AI VS ML (Major differences)
Machine Learning and most predominantly, Artificial Intelligence are two hot and trending skills and requirement in the industry and wrongfully so, the usage of both the buzzwords has been done interchangeably. Till now, we have thoroughly seen what Machine Learning is, now let’s understand the major differences between Artificial Intelligence vs. Machine Learning. To begin with, Machine Learning is an application of Artificial Intelligence, which relies on data and enables computers to utilize this data and learn patterns.

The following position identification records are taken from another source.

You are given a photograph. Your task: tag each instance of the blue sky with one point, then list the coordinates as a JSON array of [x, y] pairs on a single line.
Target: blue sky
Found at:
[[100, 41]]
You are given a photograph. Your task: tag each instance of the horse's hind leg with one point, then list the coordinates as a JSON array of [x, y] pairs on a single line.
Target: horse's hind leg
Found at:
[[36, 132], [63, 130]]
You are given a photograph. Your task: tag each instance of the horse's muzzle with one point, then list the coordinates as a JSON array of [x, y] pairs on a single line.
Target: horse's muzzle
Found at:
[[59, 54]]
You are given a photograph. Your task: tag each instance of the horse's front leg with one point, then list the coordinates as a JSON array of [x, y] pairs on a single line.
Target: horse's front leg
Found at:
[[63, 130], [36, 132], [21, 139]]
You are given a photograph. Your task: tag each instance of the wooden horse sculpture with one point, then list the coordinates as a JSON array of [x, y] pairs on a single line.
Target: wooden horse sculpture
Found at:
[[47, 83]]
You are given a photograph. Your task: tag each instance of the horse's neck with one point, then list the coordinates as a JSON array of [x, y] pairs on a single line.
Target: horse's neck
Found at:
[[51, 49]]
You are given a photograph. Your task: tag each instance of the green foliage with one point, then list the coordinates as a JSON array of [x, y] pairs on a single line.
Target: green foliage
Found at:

On the other hand, Artificial Intelligence is an umbrella term for various methodologies like ML, Deep Learning, etc. that makes a machine smarter.
|Artificial Intelligence||Machine Learning|
|Artificial intelligence is a set of methods that enables a machine to simulate human/ animal brain behavior.||Machine learning is a part of AI which allows a machine to learn from data without autonomously, i.e., without explicit programming.|
|The goal of AI is to make a self-aware system that can solve complex problems without any human intervention||The goal of ML is to enable machines to learn from past data in order to obtain accurate output.|
|Once developed and deployed, an AI system is aimed at solving a plethora of inter-related tasks.||Machine learning on the other hand can perform only those specific tasks for which they are trained.|
|AI system is concerned about maximizing the chances of success by “rewarding” the systems on each successful event.||Machine learning is mainly concerned about accuracy and patterns.|
|AI has a very wide range of implementation scope.||Machine learning is limited to mostly traditional data sources|
|It includes learning, reasoning, and self-correction.||It includes learning and self-correction when introduced with new data.|
|AI can deal with Structured, semi-structured, and unstructured data.||Machine learning deals with Structured and semi-structured data only.|
|AI can be divided into three types: viz., Weak AI, General AI, and Strong AI.||Machine learning, on the basis of the process involved, is divided mainly into four types: Supervised, Unsupervised, Semi-Supervised and Reinforcement learning.|
|The main applications of AI are Image Segmentation, Expert System, Online game playing, an intelligent humanoid robot, etc.||The main applications of machine learning are Online recommender systems, Google search algorithms, Facebook auto friend tagging suggestions, etc.|
The mammoth importance of Machine Learning is Data Science stack has been talked about by many a people, by many entities that implement it, so much that words actually fall short of. This clearly implies that Machine Learning is *the* most important skill set that one needs to acquire to enter into the Data Science realm. Right from someone who is working in various Business Intelligence and Visualization tools for Exploring Data to someone who has implemented Predictive Modelling using traditional Statistical methods, Machine Learning concepts are a must learn.
The industry implements the said techniques, majorly in Python, for most of the practical aspects and also in R, if the work requires some orthodox touch and research work. Hence, the Machine Learning certification course have been one of the most sought out courses by many.
From the recruitment perspective, a job seeker can target a plethora of jobs as a Data Scientist, Machine Learning Engineer, AI Engineer, and the likes. To become a Data Scientist, which is an inclusive term for a job role that requires proactive decision making in conjunction with scientific methods, Machine Learning is of primary importance.
Someone who is looking for deep-diving into Artificial Intelligence, one needs to know the core concepts obviously but the major driving force here again is Machine Learning and the best part is that there are no difficult hurdles in form of the pre-requisites to learn AI in particular and Machine Learning in General.